Study performed by Haque et al. [21] reported that, the reparatory ability of endoscopic septoplasty varies according to different sorts of deviated nasal septum, assessed subjectively and objectively, therefore, good patient counseling and pre-operative evaluation is fundamental for utmost post-operative outcome and conformity.
Alsehli A et al [22] in their research, found that; in comparing endoscopic and traditional septoplasty in terms of operating time, functional efficacy, and perioperative morbidity, via using the PubMed database, Google, and Google Scholar, a systematic assessment of the scientific literature was conducted; a randomized prospective trial was done, where endoscopic septoplasty technique was associated with less mucosal damage (p < 0>
Yet, a study done by Na’ara S, et al [23], concluded that, endoscopic septoplasty and traditional trans-nasal trans-speculum septoplasty shows similar results in treatment of deviated nasal septum.

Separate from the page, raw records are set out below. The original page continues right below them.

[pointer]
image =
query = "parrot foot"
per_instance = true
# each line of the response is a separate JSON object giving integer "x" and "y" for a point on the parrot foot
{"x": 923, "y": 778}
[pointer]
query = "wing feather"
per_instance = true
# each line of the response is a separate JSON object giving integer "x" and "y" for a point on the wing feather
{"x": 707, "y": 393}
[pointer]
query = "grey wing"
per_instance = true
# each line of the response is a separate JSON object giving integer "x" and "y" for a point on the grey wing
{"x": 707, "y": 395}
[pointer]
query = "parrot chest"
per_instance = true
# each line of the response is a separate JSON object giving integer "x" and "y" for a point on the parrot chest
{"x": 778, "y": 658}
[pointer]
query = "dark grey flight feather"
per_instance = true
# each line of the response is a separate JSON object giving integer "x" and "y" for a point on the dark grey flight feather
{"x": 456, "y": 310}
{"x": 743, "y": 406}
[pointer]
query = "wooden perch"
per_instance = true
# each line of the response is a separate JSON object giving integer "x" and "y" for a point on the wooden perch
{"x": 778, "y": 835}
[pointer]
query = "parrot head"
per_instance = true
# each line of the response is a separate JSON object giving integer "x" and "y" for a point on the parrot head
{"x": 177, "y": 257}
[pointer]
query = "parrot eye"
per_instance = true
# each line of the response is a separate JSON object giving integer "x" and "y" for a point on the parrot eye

Limitations of the current study
A slight male predominance, main age in 3rd decade of life, although, both techniques were used in the surgical practice for correction of nasal septum deviation, but the current study analysis shows a statistically siqnificant results; goes in favor to endoscopic approach, since, it associated with best overall clinical results in patient`s symptomology, minimum blood loss and short operative time, and less post-operative complications, also, gain access to posterior septal deviation, and middle meatus which it could be combined with functional sinus surgery.